Infinite Programming Tips: Hadoop High Availability (HA hadoop Cluster)

Monday, September 24, 2012

Hadoop High Availability (HA hadoop Cluster)

Note: Currently, only manual failover is supported, means rely on the operator to manually initiate a failover. Automatic failure detection and initiation of a failover will be implemented in future versions.

The best technology has one demerit you know what : High availability of Namenode, so if NameNode is down whole cluster is down, so here hadoop has added HA feature in Hadoop which will make it more available for use Smile

i did not get any other word.

High Availability feature addresses the above problems by providing the option of running two redundant NameNodes in the same cluster in an Active/Passive configuration with a hot standby. This allows a fast failover to a new NameNode in the case that a machine crashes, or a graceful administrator-initiated failover for the purpose of planned maintenance.

How it is organised ?

So in HA mode two machines are configured as NameNodes, so at a time one Machine works as active Namenode and the other machine works as Standby Namenode.The Active NameNode is responsible for all client operations in the cluster, while the Standby is simply acting as a slave, maintaining enough state to provide a fast failover if necessary. The storage is maintained on a cetral storage so that both the active and standby node can have the access at the same time to the most latest data.When any namespace modification is performed by the Active node, it durably logs a record of the modification to an edit log file stored in the shared directory. The Standby node is constantly watching this directory for edits, and as it sees the edits, it applies them to its own namespace. In the event of a failover, the Standby will ensure that it has read all of the edits from the shared storage before promoting itself to the Active state. This ensures that the namespace state is fully synchronized before a failover occurs.

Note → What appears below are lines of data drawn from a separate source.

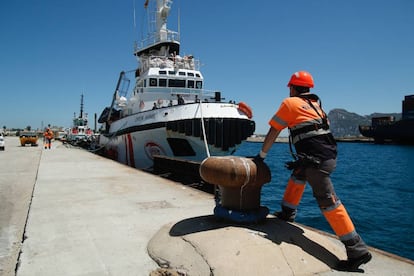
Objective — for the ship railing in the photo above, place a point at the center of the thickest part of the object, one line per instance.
(176, 62)
(189, 94)
(163, 36)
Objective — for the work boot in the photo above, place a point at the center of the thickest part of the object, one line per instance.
(357, 252)
(352, 264)
(287, 214)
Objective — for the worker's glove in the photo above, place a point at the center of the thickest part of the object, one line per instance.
(260, 157)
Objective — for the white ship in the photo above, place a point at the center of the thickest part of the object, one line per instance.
(80, 131)
(169, 112)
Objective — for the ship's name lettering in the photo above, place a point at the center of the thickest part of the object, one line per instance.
(144, 117)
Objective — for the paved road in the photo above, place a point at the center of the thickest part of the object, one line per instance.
(18, 172)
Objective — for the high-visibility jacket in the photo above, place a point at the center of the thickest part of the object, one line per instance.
(308, 126)
(48, 134)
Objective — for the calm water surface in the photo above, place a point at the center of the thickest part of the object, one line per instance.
(374, 182)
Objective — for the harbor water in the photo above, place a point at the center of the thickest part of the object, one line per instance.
(374, 182)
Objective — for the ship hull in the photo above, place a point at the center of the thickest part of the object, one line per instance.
(177, 132)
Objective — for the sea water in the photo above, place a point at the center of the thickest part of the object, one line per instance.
(374, 182)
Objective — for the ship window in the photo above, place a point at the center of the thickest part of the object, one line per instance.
(162, 82)
(199, 84)
(176, 83)
(153, 82)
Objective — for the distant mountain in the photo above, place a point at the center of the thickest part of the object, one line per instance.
(345, 124)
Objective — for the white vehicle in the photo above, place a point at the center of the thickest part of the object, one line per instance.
(2, 143)
(169, 112)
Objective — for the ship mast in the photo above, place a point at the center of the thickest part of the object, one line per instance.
(160, 39)
(81, 111)
(163, 10)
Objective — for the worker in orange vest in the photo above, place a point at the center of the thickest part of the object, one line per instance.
(48, 136)
(315, 160)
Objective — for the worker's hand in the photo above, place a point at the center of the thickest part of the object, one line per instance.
(258, 159)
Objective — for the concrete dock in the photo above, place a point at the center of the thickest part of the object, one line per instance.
(66, 211)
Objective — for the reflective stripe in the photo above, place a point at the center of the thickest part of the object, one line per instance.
(287, 204)
(349, 236)
(330, 208)
(307, 123)
(340, 221)
(298, 181)
(279, 121)
(310, 134)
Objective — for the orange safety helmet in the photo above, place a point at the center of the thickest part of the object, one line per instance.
(301, 78)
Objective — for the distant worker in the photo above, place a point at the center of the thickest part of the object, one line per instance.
(48, 136)
(180, 99)
(315, 157)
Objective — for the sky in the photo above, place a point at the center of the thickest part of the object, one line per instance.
(360, 53)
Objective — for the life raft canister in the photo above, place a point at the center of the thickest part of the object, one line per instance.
(243, 107)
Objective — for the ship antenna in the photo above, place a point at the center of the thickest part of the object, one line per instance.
(135, 21)
(179, 23)
(81, 113)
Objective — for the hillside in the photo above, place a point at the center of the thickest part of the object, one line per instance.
(345, 124)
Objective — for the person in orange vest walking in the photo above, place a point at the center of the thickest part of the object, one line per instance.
(48, 136)
(315, 160)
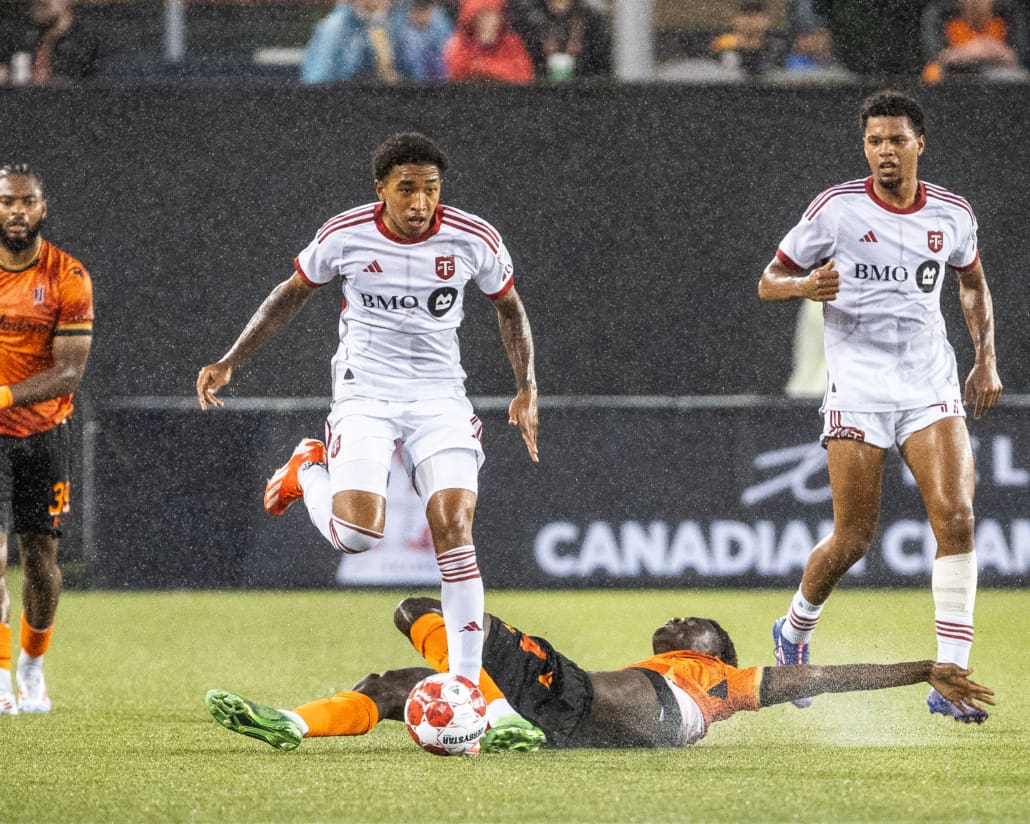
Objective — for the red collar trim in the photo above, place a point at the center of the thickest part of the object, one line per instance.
(438, 217)
(919, 204)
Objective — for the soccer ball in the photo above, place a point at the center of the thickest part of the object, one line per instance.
(446, 715)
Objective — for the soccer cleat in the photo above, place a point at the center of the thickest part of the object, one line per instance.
(938, 704)
(789, 653)
(512, 734)
(284, 486)
(236, 713)
(32, 695)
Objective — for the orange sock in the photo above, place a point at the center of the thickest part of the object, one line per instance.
(35, 642)
(5, 647)
(430, 638)
(344, 714)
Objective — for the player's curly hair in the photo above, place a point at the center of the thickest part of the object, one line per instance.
(22, 169)
(891, 103)
(406, 147)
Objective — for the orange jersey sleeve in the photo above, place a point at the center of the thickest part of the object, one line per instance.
(52, 298)
(718, 688)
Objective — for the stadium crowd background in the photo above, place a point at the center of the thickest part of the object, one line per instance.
(149, 40)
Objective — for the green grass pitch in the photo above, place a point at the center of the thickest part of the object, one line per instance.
(129, 739)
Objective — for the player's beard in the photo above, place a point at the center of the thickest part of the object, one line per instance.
(23, 243)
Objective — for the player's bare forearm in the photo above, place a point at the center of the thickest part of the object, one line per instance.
(983, 387)
(276, 312)
(517, 338)
(781, 283)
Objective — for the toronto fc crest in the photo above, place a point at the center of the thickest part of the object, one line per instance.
(445, 267)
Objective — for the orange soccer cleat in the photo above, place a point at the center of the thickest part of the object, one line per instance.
(284, 486)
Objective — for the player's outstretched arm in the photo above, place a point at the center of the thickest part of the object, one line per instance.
(517, 337)
(789, 683)
(276, 312)
(983, 386)
(781, 283)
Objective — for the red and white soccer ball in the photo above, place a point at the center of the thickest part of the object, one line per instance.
(446, 715)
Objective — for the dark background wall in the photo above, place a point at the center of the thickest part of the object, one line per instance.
(639, 218)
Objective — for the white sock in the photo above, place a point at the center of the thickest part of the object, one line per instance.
(801, 619)
(317, 498)
(26, 661)
(461, 599)
(954, 585)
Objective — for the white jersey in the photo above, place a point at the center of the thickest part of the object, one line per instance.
(403, 299)
(885, 338)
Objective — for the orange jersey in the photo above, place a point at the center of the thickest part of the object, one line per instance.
(959, 32)
(718, 688)
(53, 297)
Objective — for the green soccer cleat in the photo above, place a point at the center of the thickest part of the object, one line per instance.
(512, 734)
(236, 713)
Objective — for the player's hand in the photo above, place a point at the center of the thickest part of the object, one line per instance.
(954, 684)
(211, 378)
(522, 413)
(983, 388)
(822, 284)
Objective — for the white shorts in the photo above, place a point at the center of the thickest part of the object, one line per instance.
(885, 428)
(363, 434)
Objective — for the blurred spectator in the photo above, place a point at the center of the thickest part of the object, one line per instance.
(565, 38)
(53, 48)
(972, 37)
(356, 40)
(422, 35)
(484, 46)
(809, 35)
(750, 46)
(873, 37)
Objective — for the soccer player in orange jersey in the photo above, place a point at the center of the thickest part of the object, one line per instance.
(670, 699)
(45, 333)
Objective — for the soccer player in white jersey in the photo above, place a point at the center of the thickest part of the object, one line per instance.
(404, 262)
(873, 251)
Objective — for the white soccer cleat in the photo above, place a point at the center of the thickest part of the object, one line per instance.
(32, 695)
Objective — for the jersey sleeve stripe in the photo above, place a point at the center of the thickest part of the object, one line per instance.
(334, 227)
(953, 200)
(84, 328)
(851, 187)
(785, 259)
(300, 270)
(504, 289)
(447, 220)
(462, 217)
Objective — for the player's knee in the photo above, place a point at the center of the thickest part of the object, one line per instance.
(851, 545)
(410, 610)
(352, 539)
(954, 525)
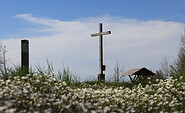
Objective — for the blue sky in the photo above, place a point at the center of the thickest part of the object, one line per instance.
(167, 10)
(143, 31)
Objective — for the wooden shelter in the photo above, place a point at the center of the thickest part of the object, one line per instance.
(138, 74)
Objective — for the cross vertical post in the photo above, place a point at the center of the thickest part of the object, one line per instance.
(100, 49)
(101, 76)
(25, 55)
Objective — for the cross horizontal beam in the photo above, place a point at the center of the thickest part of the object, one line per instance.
(102, 33)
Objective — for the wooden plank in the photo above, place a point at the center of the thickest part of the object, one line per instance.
(101, 33)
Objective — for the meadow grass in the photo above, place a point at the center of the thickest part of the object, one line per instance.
(48, 92)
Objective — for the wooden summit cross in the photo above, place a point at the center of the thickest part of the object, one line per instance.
(101, 76)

In order to provide a fast failover, it is also necessary that the Standby node have up-to-date information regarding the location of blocks in the cluster. In order to achieve this, the DataNodes are configured with the location of both NameNodes, and send block location information and heartbeats to both.

What you Require ?

NameNode Machines: Two machines with the same configuration. (You will also need two SecondryNameNode for both the active and the standby NameNodes)
Shared Storage : a shared storage with all permission for these two machines.

How will we do the configuration for that?

To configure HA NameNodes, you must add several configuration options to your hdfs-site.xml configuration file.
The order in which you set these configurations is unimportant, but the values you choose for dfs.federation.nameservices and dfs.ha.namenodes.[nameservice ID] will determine the keys of those that follow. Thus, you should decide on these values before setting the rest of the configuration options.

dfs.federation.nameservices - the logical name for this new nameservice Choose a logical name for this nameservice, for example "mycluster", and use this logical name for the value of this config option. The name you choose is arbitrary. It will be used both for configuration and as the authority component of absolute HDFS paths in the cluster.
Note: If you are also using HDFS Federation, this configuration setting should also include the list of other nameservices, HA or otherwise, as a comma-separated list.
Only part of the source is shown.